Source: Pexels.com | Photographer: Jens Mahnke
In the past few years, the terms “investment” and “investor” were supplemented with a host of new words like “pre-seed stages”, “seed stages”, “venture capital rounds”, “crowdfunding”, “peer-to-peer lenders”. All these terms are related to startups and the elaborate multi-layered system of startup financing that evolved from the straightforward bank loans of yore.
Today, we distinguish four main tiers of startup financing, depending on how far the company is in its development at the time of funding, how big the investment is, and on other factors.
In the world of startups, sometimes these investors are friends of the entrepreneurs and are just doing a friendly favour.
Others, like the majority of smart investors, do a thorough research and analysis in order to maximise profits or would lend money in exchange for shares in the company.
A third group would provide entrepreneurs with advice and guidance in addition to money.
Without these types of early investors, many of today’s successful startups would not be where they are. But who exactly are they?
These are the individuals who have faith in a project and decide to invest in it right from the start. Depending on their goals, relationship with the founders, and experience, pre-seed investors can be conditionally split into two groups: angels and triple “F”s.
FFF stands for “fools, friends and family”. A FFF investor would be someone who has lent or simply given money to a friend, sibling, or another relative.
More often than not, the FFF investors make a mistake and lose their investments as they are driven by emotions and the wish to do a favour, rather than by a cold calculating mind. This is where the “fools” in the name comes from.
Also known as business angels, this type of investors usually includes affluent entrepreneurs who support interesting projects with lots of potential, providing capital in exchange for convertible debt or ownership equity.
Since many startups have trouble finding funding for their innovative and untested products or services, they seek the help of angel investors who can be found on popular platforms like AngelList.
In most cases, the angels invest their own capital and do not seek a high return. Rather, they expect a return on their investment plus something on top. Yet, unlike the FFF investors who are not very picky about what they invest their money in, angel investors do their homework and back promising projects that have a chance of succeeding.
After the FFF and the angel investors follow the seed investors. They usually come after the startup has already finished a product or service, but lacks the funds to market their product. Unlike angel investments which tend to be smaller, seed investments can amount to millions of dollars.
There are many types of seed investors, but generally they can be divided into two main categories: equity crowdfunders and syndicate investors.
Unlike popular crowdfunding platforms like Kickstarter, Indiegogo, and Seedrs where backers receive material rewards as products or services, equity crowdfunders become shareholders and have some influence over the company they backed.
Also, equity investors usually receive progressive returns and their income increases if the company is successful.
In syndicate investing, two or more angel investors get together and invest in a company.
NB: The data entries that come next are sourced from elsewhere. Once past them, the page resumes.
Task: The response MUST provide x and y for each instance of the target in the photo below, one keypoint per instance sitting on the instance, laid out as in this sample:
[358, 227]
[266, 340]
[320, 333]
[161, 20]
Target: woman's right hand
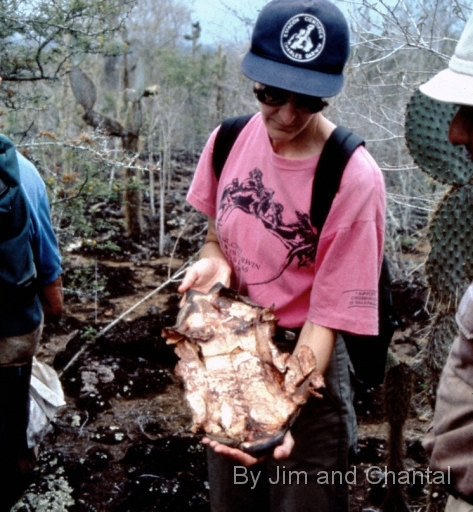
[206, 272]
Here is how it works:
1. An investor with good reputation and track record of successful investments finds a promising startup and puts a portion of the sought-after amount.
2. Then they recommend the company to other angel investors who trust their judgment.
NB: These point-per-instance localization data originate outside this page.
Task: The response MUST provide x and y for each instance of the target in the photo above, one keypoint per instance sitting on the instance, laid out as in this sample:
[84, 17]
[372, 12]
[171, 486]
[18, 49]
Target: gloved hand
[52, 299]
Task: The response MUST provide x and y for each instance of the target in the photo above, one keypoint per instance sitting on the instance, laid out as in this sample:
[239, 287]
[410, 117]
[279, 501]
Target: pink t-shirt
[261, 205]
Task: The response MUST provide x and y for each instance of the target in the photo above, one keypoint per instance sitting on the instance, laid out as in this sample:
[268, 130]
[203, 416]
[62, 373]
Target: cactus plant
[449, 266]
3. The other investor/s pay the remaining part of the sum to complete the funding round.
Venture capitalists (VCs) are professional investors who have their own venture capital companies. Those companies raise money from pension funds, wealthy people, and other partners.
The accumulated funds are then invested in startups with a viable business model which, however, need funding. Similarly to business angels, VCs seek out companies with good growth and profit potential. Unlike angels, however, VCs avoid taking risks and consider startups only if their ROI is high.
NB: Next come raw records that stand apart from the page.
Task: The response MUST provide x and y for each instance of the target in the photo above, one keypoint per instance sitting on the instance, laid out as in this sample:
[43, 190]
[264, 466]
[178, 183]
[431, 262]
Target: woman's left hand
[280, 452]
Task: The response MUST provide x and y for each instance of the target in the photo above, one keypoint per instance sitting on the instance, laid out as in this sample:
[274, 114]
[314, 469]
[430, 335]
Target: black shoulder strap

Since VCs are managing corporate as opposed to personal funds, they have larger funds at their disposal and their investments can exceed the $1 million range. Additionally, startups can benefit from series of VC rounds in exchange for stocks and a seat on the board of directors.
Strategic investors are similar to VCs in that they also seek companies with a working product or service who look for funding. Unlike the VCs, however, who only give the money and reap the benefits, strategic investors offer provide:
– Business advice: many strategic investors have been heads of companies themselves and can provide practical advice and support to the company;
– Networking: if the strategic investor cannot help, they most likely know someone who could.
Unlike VCs who have a dislike for risk, strategic investors are inclined to take some risk and back experimental or riskier projects, but they can offer much less money than VCs.
These investments usually have a clear strategy behind them—for example, helping a company acquire a needed technology or hiring an expert in the field.